A few quotes from teachers who taught out of IM 6-8 this year:

 

I became a better teacher in year 13 thanks to @openupresources and the #LearnWithIM curriculum. I’m not sure I ever thought a curriculum would make me better but @IllustrateMath did. Then @Milken helped give me a stronger voice and now the sky seems to be the limit. So thankful. pic.twitter.com/0DoIr684O6

— Brooke Powers (@LBrookePowers) May 30, 2018

 

Up next – All in with OUR/IM – The Big Picture.

Open Up Resources 6-8 Math by Illustrative Mathematics: All together, All In

If you are part of the online math community or a reader of Ed Reports, the fact that Illustrative Mathematics’ new middle school math curriculum is taking the math teaching community by storm is no surprise. We heard whisperings as it was being written and heard glowing reviews from the piloting districts. We recognized many of the research based instructional practices and structures. They were things we had worked hard to embed in our classroom – desperately trying to teach in ways true to our standards using materials that were criminally misaligned.

Since this curriculum is published by Open Up Resources, a non-profit publisher dedicated to “increasing equity in education by making excellent, top-rated curricula freely available to districts”, we didn’t have to wait. We logged on, dug in, and tried out a few lessons. But as anyone can tell you who has looked deeper, the materials are artfully crafted, with the key ideas of the grade woven and deepening throughout the course. Teaching anything less than the full curriculum is a disservice to the work.
And so next year – we’re all in.
Lots and lots of us.

For some of us, it is with full district support, with training and coaches and enthusiastic teammates in our PLC to learn with. Open Up’s commitment to providing the curriculum freely to all means that lots of districts have money for training, and some of us have had the pleasure to attend and begin our work toward an awesome school year.

But for others, they are venturing forth with very little back up. . . because they believe (hope) it will be what is best for their students.
If that is you, this series of posts is written with you in mind.

You don’t have to go it alone.

***

Some spots to learn:

Follow to receive emails when there is a new post, so you don’t have use your limited time to lurk expectantly.
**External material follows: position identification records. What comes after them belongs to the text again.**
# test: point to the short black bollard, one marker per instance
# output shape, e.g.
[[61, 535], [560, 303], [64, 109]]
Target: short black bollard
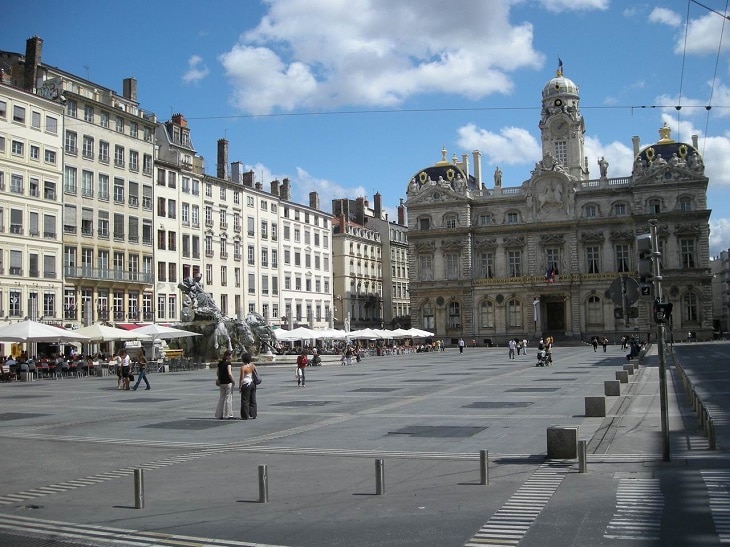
[[484, 467], [139, 488], [582, 456], [263, 484], [379, 477]]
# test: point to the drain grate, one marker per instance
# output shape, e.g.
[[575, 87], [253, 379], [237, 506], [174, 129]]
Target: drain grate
[[374, 390], [7, 416], [497, 404], [439, 431], [304, 403], [532, 390], [189, 425]]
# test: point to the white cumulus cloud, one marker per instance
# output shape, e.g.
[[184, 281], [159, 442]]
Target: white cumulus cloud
[[196, 70]]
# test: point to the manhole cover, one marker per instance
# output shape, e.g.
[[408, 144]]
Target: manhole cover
[[189, 425], [497, 404], [439, 431], [7, 416], [532, 390], [374, 390]]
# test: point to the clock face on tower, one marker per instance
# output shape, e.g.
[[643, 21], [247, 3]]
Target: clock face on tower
[[560, 128]]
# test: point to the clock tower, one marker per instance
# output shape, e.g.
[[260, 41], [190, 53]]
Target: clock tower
[[561, 125]]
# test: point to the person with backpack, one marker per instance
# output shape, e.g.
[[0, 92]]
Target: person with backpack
[[247, 387], [302, 363]]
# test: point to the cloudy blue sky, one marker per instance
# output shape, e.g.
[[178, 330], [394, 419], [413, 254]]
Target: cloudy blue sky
[[353, 97]]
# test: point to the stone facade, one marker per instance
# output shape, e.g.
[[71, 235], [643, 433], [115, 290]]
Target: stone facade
[[544, 257]]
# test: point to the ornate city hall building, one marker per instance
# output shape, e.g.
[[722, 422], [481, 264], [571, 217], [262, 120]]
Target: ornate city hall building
[[558, 255]]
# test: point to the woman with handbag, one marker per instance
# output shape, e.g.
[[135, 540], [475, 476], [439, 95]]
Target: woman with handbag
[[248, 388], [225, 383]]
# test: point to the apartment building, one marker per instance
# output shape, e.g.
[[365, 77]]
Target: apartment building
[[31, 160]]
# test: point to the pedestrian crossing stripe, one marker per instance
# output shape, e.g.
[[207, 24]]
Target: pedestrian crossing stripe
[[510, 523], [103, 536]]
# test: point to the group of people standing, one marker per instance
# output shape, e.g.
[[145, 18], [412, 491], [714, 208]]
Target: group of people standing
[[247, 388]]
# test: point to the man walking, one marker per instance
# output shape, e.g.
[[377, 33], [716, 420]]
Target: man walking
[[142, 364]]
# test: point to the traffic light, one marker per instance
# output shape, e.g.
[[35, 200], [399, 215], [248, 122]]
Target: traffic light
[[662, 311], [646, 258]]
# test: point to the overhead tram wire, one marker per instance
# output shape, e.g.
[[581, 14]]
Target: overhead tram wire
[[725, 17], [430, 110], [714, 76]]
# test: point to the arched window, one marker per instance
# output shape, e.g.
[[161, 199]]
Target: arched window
[[454, 315], [514, 313], [486, 315], [427, 315], [594, 315]]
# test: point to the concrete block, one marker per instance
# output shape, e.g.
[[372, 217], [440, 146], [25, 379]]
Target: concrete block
[[612, 388], [595, 407], [562, 442]]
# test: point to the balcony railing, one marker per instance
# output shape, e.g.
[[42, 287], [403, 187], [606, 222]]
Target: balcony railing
[[82, 272]]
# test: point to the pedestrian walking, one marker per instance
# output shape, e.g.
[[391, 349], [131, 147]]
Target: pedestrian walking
[[142, 364], [225, 384], [118, 366], [126, 369], [302, 363], [249, 408]]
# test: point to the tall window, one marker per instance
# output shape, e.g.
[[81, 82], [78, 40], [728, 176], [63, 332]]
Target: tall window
[[428, 318], [486, 315], [689, 308], [592, 259], [687, 251], [593, 311], [514, 263], [425, 268], [454, 315], [452, 266], [514, 313], [486, 262], [623, 261]]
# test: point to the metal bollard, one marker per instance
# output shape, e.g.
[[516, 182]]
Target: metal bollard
[[139, 488], [263, 484], [484, 467], [379, 477]]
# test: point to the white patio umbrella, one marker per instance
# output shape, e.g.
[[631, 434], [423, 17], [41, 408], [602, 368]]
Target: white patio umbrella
[[104, 333], [418, 333], [300, 333], [364, 334], [32, 331], [156, 331], [330, 334]]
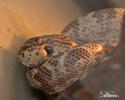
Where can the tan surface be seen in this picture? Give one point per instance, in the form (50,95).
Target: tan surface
(21,19)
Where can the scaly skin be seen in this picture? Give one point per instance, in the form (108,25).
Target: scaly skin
(54,62)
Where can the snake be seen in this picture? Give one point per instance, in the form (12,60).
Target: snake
(55,62)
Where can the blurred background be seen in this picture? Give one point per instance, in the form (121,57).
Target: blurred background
(22,19)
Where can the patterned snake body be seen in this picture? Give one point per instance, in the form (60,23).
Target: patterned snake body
(54,62)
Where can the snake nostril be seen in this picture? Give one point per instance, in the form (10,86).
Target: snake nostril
(49,49)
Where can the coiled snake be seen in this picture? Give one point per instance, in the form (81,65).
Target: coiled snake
(54,62)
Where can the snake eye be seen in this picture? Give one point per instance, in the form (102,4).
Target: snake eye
(49,49)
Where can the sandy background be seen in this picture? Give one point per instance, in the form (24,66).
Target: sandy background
(22,19)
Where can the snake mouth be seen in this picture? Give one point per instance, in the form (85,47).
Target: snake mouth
(30,67)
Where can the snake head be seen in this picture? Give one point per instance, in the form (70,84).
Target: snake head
(38,49)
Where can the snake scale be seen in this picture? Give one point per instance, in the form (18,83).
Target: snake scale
(54,62)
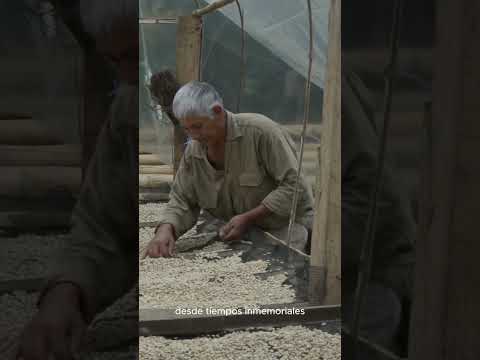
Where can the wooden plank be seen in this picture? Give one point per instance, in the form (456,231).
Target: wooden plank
(153,181)
(325,262)
(29,285)
(188,50)
(164,322)
(26,132)
(47,155)
(446,318)
(35,220)
(38,180)
(150,159)
(156,169)
(146,197)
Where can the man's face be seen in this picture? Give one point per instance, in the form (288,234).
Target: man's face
(121,49)
(202,129)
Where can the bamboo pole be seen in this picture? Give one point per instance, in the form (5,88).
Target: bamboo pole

  • The Twitter hashtag #learnwithIM :

A place where the community of educators using or learning about the curriculum can ask questions, share successes, and collaborate to improve our practice. Not on twitter? Start by just googling the hashtag and seeing what types of things you find. You don’t have to make an account or sign in to read what is there. If there is a comment that interests you, click on the side to pop it out and read the full conversation. Twitter is a place that educational professionals go to share and learn. Since so much of our days are spent shut in a room with no other adult, we need this forum as a spot to grow our practice. When you are ready to ask a question or join a conversation, make a twitter account and join in. There is not an “in crowd” here. The authors of the curriculum are as likely to join the conversation as a first year teacher. All are welcome.**

  • And for the summer at least, add this blog to that list.
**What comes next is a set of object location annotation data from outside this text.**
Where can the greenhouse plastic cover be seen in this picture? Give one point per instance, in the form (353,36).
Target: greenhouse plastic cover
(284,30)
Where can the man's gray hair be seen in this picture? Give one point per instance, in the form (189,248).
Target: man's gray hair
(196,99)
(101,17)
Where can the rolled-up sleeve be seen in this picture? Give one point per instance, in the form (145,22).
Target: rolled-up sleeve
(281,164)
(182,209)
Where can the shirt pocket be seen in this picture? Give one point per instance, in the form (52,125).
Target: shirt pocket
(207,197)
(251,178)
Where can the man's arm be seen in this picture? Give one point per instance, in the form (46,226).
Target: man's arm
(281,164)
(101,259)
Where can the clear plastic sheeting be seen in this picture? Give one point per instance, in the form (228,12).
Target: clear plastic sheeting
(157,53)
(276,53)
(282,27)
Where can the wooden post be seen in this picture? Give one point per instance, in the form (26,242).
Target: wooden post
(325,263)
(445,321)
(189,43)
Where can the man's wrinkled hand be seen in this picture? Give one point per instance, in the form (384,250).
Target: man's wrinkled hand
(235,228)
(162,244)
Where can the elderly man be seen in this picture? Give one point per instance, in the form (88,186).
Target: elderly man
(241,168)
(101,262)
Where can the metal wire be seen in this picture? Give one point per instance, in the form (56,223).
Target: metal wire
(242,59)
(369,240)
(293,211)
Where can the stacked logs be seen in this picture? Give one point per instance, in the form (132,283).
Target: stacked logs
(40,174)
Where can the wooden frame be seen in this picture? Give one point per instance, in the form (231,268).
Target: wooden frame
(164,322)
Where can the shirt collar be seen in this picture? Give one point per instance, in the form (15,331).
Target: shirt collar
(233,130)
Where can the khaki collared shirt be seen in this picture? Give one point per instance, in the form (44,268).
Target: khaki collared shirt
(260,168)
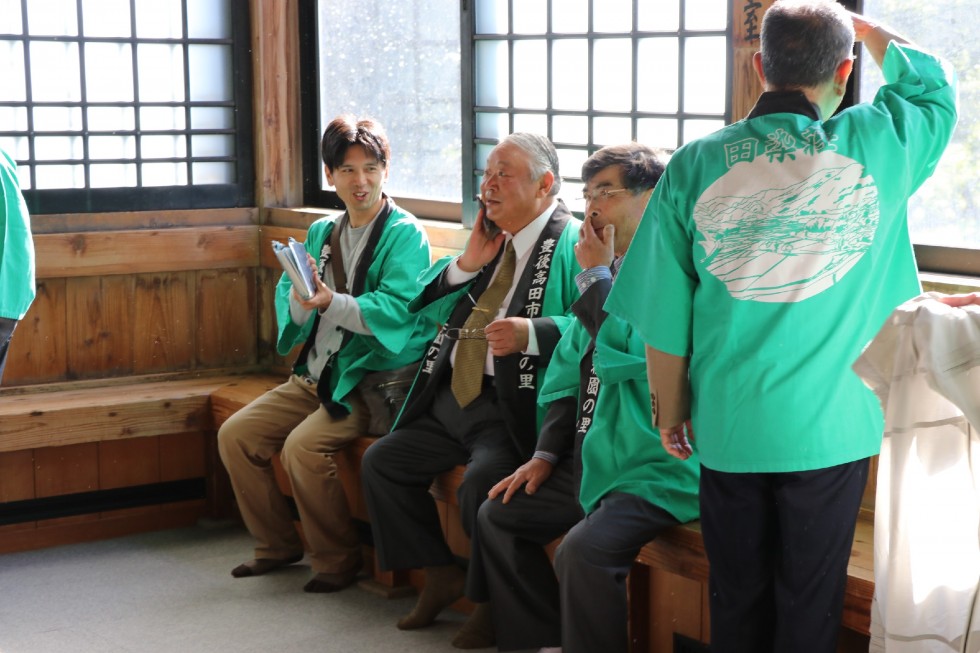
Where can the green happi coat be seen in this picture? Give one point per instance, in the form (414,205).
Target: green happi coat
(551,317)
(620,451)
(773,250)
(399,337)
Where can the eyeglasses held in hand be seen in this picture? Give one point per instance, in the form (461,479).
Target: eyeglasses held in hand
(601,193)
(465,334)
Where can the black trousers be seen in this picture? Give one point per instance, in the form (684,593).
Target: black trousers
(397,470)
(778,545)
(580,604)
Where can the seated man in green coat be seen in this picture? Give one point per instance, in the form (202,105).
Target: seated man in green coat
(367,262)
(598,467)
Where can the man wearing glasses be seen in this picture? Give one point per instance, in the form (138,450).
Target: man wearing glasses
(597,469)
(504,303)
(779,246)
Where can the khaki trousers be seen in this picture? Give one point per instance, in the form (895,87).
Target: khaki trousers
(290,419)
I am a teacher on special assignment in a central California district, and my job for the next year is to support the teachers of my district as they spend a year piloting Illustrative Mathematics 6-8 curriculum. So while I am at it, thought I might as well add you to the list. I am a professional, but not an expert.* I’ll be sharing the things I am figuring out along the way and passing on to the teachers of our district. And to you too – welcome!
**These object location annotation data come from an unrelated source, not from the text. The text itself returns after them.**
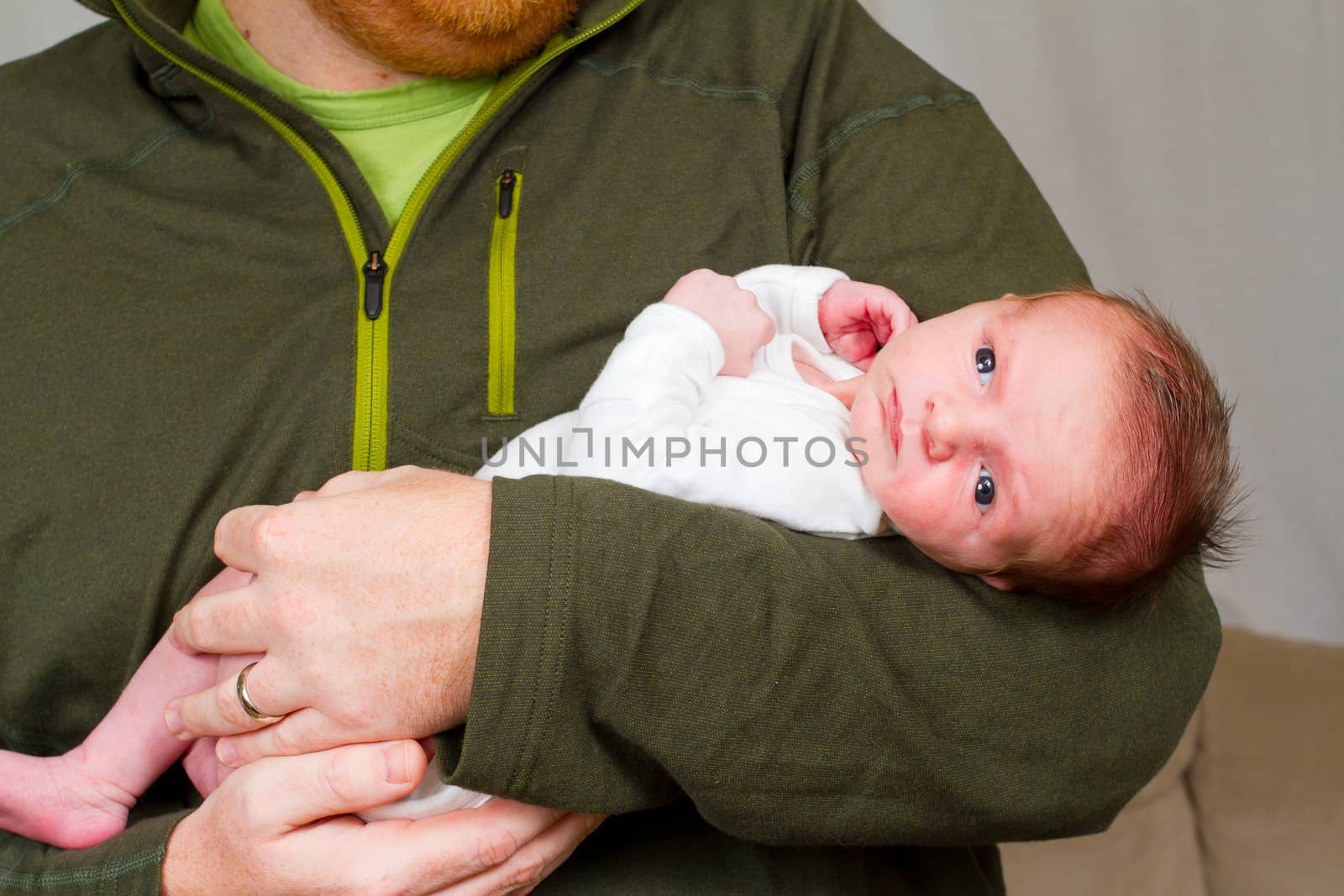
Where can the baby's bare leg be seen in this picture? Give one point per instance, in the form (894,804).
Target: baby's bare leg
(81,799)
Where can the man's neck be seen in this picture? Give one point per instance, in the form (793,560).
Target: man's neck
(302,45)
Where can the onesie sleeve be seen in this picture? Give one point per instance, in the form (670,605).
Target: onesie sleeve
(790,295)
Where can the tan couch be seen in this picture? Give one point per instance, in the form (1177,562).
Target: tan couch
(1252,804)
Next post – All in with OUR/IM – Materials Prep

Notes:
*For experts I encourage you to find a IM sponsored training, even if you have to pay your own way. They are fabulous quality, and really gave those of us lucky enough to attend a clearer view of how it all works together.
**Other hashtags that will connect you to math teachers are #iteachmath and #mtbos . (Yes,that’s a weird hashtag. Follow the link if you are curious).